In this study, we have developed a method to analyze glycolytic parameters in ex vivo tissue of the mouse placenta that retains in utero placental architecture and is representative of in vivo trophoblast lineages. In addition, we have shown that there are few changes in glycolytic parameters based on gestational age or sex; however, there are dramatic differences in pregnancy parameters.
2. Methods
2.1 Institutional Approval
Animals were mated overnight. Females were removed the following morning, checked for a copulation plug, and designated embryonic day 0.5 (E0.5). At the appropriate gestational days, animals were euthanized by CO2 followed by cervical dislocation under a Wright State University IACUC approved protocol. Ex vivo placental tissues were collected from ICR and C57BL/6 mice (Charles River) at E14.5 or E18.5.

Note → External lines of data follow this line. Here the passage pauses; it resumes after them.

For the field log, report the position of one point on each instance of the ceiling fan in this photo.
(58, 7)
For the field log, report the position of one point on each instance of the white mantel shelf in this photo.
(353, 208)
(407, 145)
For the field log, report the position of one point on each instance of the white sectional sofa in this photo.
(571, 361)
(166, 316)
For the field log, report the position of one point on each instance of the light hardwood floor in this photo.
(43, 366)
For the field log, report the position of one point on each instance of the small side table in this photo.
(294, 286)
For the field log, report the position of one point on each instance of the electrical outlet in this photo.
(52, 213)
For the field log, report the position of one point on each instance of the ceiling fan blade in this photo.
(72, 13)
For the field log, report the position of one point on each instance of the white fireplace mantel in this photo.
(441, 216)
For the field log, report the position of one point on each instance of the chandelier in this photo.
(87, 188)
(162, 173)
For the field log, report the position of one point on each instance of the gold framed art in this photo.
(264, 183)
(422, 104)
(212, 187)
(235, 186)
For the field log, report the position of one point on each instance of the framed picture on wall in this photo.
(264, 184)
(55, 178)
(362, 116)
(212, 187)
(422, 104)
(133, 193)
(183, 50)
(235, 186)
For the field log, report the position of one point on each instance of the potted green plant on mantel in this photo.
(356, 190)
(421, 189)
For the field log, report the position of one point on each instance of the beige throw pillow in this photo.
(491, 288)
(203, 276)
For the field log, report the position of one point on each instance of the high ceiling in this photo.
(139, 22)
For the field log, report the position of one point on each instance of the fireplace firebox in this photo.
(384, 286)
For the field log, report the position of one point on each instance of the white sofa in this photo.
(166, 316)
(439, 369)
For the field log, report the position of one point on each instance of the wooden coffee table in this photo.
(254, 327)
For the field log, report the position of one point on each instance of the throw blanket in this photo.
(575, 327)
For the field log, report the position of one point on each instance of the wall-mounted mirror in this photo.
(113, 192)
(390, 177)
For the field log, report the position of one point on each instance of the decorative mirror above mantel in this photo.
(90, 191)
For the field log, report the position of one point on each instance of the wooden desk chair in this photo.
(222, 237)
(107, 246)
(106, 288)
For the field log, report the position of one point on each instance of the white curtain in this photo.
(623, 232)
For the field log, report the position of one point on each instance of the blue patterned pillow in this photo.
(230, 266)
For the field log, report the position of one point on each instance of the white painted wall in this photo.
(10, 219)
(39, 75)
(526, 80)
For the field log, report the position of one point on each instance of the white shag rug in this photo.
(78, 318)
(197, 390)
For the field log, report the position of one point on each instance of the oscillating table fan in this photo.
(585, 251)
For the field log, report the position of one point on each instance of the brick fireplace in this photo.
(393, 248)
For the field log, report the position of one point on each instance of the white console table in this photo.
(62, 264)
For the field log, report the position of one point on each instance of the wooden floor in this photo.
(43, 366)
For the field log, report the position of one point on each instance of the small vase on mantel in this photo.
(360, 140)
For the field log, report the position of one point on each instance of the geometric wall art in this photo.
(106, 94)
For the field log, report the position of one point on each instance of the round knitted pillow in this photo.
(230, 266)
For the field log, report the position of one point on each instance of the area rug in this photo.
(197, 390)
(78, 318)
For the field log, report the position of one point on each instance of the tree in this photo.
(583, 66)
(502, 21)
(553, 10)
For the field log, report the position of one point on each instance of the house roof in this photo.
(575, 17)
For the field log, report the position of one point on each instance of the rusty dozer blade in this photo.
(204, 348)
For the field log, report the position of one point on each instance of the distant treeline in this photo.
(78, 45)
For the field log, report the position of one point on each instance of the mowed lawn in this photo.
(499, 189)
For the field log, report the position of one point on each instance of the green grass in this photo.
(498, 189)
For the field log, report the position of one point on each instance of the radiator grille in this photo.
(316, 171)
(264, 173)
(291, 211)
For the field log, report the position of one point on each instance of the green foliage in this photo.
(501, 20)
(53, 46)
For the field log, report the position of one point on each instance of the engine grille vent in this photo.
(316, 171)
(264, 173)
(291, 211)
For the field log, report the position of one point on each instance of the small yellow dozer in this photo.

2.2 Hematoxylin and Eosin Staining (H&E)
For H&E analysis, placentas were isolated and fixed in 4% paraformaldehyde overnight and dehydrated through a series of ethanol washes. Ex vivo placental tissues were subsequently isolated using a 2 mm punch (Integra Miltex, #33–31) and paraffin embedded. 10 μm sections were cut, deparaffinized, rehydrated, and H&E stained using standard procedures [28].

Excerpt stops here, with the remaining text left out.